Полуодетый, он выходит в коридор, в ответ на вопросительный взгляд дежурного шепчет:

— Духотища… На крыльце проветрюсь…

А на низенькой площадке крыльца, которая вырисовывается в чернильной тьме едва-едва, он ведёт себя нелепо даже для себя самого. Он, будто в глубокую воду с плота, пробует ступить со ступеньки вниз, в темноту, и — пятится. Но вот огромным усилием воли дрожь всё-таки унимает, с нервным смешком со ступеньки сшагивает, принимается ходить туда-сюда, натопывая каблуками.

На крыльце скрипит дверь, в жёлтый проём устремляются ночные бабочки, навстречу им возникает тёмный силуэт дежурного.

— Что, Полухин? Плясать, что ли, учишься?

— Не плясать… Расчёску потерял. С чехлом.
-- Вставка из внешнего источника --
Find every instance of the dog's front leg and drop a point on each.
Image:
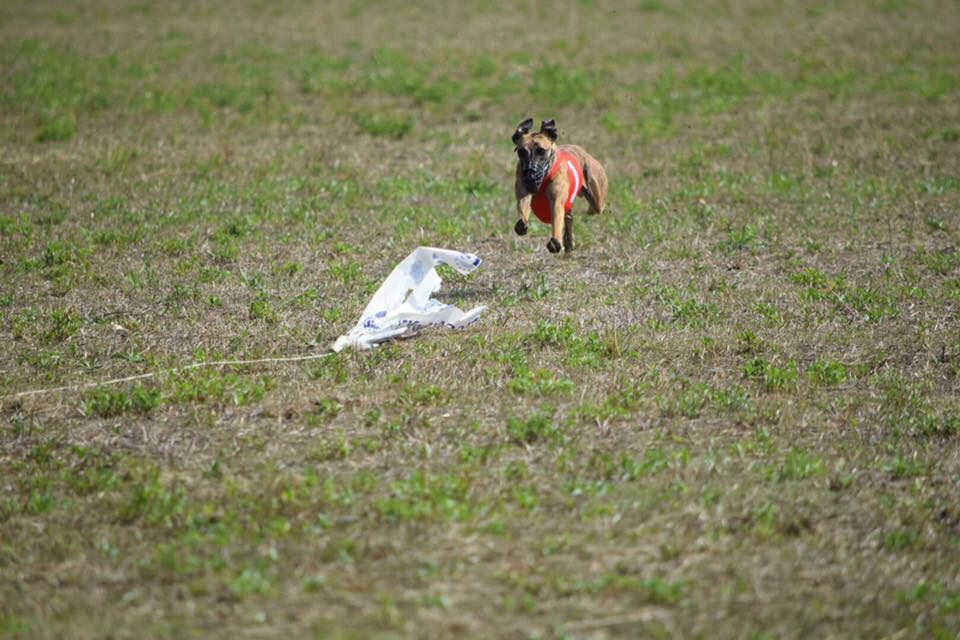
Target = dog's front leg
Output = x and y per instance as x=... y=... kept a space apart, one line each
x=523 y=210
x=553 y=246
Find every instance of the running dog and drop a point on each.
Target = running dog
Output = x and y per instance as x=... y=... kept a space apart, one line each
x=549 y=179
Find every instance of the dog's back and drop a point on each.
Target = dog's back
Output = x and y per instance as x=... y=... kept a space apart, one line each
x=594 y=177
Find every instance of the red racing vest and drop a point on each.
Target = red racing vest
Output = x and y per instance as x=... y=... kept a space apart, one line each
x=565 y=161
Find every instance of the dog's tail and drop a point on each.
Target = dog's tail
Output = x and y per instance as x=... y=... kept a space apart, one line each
x=595 y=185
x=594 y=179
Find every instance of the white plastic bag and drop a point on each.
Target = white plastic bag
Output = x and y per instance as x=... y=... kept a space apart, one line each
x=402 y=305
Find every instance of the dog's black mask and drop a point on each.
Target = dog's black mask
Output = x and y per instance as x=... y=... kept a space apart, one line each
x=536 y=153
x=535 y=163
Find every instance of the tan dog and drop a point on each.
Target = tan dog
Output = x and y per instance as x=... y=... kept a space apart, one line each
x=550 y=177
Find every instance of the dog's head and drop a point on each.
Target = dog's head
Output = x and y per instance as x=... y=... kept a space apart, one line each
x=535 y=151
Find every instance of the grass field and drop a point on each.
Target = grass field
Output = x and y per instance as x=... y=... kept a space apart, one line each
x=732 y=412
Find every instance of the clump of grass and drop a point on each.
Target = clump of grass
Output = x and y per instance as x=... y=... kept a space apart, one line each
x=109 y=403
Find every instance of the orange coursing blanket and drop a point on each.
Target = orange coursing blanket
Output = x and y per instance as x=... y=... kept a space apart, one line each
x=568 y=162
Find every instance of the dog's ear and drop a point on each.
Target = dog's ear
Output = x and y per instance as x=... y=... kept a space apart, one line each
x=549 y=129
x=523 y=128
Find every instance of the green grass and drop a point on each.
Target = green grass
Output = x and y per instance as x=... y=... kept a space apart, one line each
x=732 y=412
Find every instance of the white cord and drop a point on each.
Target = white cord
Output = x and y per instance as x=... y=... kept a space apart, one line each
x=195 y=365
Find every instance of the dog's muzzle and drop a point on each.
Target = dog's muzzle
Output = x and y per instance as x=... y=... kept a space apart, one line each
x=532 y=170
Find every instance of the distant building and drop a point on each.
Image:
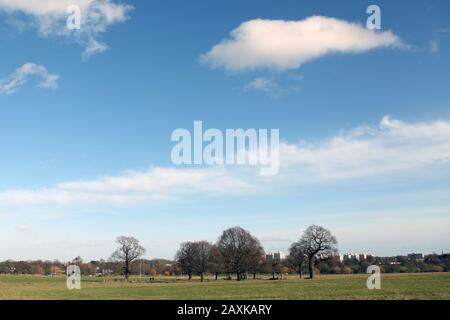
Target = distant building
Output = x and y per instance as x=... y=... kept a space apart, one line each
x=415 y=256
x=277 y=256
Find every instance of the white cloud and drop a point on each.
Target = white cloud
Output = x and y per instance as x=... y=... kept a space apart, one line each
x=23 y=227
x=282 y=45
x=13 y=82
x=392 y=147
x=262 y=84
x=144 y=187
x=50 y=16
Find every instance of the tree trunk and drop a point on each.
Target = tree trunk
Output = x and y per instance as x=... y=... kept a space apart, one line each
x=126 y=270
x=311 y=267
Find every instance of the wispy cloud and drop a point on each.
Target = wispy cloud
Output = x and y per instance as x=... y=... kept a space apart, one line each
x=49 y=18
x=283 y=45
x=262 y=84
x=392 y=147
x=18 y=78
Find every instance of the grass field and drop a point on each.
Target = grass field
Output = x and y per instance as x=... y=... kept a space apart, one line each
x=393 y=286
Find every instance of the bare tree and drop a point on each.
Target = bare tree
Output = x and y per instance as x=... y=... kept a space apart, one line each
x=218 y=262
x=195 y=257
x=185 y=258
x=128 y=251
x=240 y=250
x=318 y=243
x=297 y=257
x=202 y=258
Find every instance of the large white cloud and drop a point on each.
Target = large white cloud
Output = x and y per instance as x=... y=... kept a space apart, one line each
x=13 y=82
x=392 y=147
x=282 y=45
x=50 y=17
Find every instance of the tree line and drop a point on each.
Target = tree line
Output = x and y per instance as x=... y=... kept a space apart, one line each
x=236 y=254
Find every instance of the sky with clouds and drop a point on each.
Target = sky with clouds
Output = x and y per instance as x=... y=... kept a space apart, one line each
x=86 y=118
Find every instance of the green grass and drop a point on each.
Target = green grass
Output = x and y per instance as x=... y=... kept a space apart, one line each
x=393 y=286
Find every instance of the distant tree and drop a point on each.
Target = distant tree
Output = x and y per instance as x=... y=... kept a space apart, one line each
x=240 y=250
x=78 y=260
x=218 y=262
x=128 y=251
x=195 y=257
x=185 y=258
x=297 y=257
x=203 y=258
x=56 y=270
x=318 y=243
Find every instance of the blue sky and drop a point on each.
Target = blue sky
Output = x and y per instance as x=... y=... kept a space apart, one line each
x=365 y=134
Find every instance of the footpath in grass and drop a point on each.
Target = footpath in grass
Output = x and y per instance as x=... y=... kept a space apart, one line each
x=393 y=286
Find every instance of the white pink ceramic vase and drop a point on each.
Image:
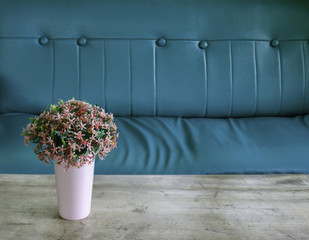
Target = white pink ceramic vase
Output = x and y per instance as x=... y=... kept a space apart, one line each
x=74 y=191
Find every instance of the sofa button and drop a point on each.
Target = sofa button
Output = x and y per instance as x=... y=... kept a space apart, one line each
x=274 y=43
x=203 y=44
x=161 y=42
x=82 y=41
x=43 y=41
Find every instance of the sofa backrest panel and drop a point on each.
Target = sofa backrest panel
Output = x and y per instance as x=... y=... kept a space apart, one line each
x=239 y=72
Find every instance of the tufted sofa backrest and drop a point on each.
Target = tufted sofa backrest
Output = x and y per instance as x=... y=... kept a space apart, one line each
x=189 y=58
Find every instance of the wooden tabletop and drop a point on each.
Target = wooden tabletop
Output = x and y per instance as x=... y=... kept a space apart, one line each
x=161 y=207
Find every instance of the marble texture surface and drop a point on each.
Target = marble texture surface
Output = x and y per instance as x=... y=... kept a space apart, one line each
x=161 y=207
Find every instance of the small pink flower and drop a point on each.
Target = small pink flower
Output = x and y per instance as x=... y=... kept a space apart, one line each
x=79 y=135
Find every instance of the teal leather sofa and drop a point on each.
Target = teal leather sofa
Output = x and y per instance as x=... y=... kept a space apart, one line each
x=196 y=86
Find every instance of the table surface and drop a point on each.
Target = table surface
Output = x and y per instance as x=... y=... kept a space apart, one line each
x=161 y=207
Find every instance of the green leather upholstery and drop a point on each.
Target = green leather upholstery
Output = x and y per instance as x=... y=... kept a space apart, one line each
x=197 y=86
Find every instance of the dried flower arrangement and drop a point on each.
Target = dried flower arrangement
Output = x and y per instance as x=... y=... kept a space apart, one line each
x=71 y=133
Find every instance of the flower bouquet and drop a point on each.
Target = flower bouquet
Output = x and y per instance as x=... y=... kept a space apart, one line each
x=71 y=134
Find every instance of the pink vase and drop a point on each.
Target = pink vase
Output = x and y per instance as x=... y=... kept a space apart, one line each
x=74 y=191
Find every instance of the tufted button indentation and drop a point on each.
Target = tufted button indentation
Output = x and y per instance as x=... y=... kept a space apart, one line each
x=161 y=42
x=43 y=41
x=274 y=43
x=82 y=41
x=203 y=44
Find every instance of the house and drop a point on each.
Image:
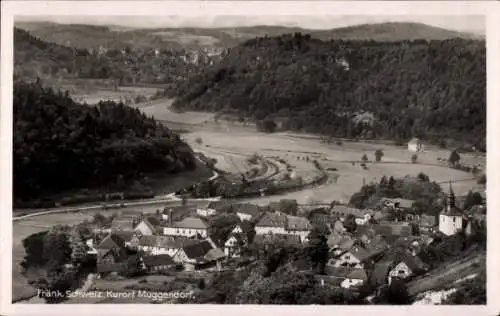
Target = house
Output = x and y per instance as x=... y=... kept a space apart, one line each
x=298 y=226
x=199 y=256
x=158 y=263
x=426 y=223
x=212 y=208
x=398 y=204
x=355 y=278
x=380 y=274
x=355 y=257
x=247 y=212
x=321 y=216
x=148 y=226
x=277 y=240
x=156 y=245
x=188 y=227
x=450 y=218
x=110 y=250
x=126 y=236
x=271 y=223
x=406 y=267
x=339 y=243
x=389 y=229
x=415 y=145
x=362 y=216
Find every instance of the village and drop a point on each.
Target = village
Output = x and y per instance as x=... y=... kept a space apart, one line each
x=373 y=246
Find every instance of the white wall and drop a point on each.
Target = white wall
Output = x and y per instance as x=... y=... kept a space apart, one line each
x=186 y=232
x=260 y=230
x=450 y=225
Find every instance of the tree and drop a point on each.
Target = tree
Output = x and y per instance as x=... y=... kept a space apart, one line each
x=378 y=155
x=350 y=223
x=471 y=199
x=397 y=293
x=454 y=158
x=414 y=158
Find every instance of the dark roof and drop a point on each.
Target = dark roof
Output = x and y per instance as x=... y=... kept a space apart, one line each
x=452 y=211
x=158 y=260
x=427 y=220
x=270 y=219
x=198 y=250
x=381 y=271
x=125 y=235
x=360 y=253
x=414 y=263
x=111 y=267
x=343 y=210
x=339 y=272
x=247 y=208
x=393 y=228
x=291 y=240
x=358 y=274
x=111 y=241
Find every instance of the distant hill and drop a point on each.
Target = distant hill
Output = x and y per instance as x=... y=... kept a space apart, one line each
x=433 y=90
x=85 y=36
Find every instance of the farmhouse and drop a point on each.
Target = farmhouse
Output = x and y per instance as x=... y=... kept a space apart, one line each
x=450 y=219
x=362 y=216
x=408 y=266
x=271 y=223
x=188 y=227
x=148 y=226
x=247 y=211
x=157 y=263
x=415 y=145
x=355 y=278
x=198 y=256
Хорошенькую такую… — врёт Полухин, говорит первое попавшееся в голову, а дежурный в темноте зевает, и слышно, как, накрыв ладонью рот, коротко обрывает этот зевок.

— Невелика потеря. Утром найдёшь, — советует он безо всякого интереса и почти приказывает: — Спать надо, Полухин, спать! Я бы на твоём месте — ох как сейчас храповецкого задавал.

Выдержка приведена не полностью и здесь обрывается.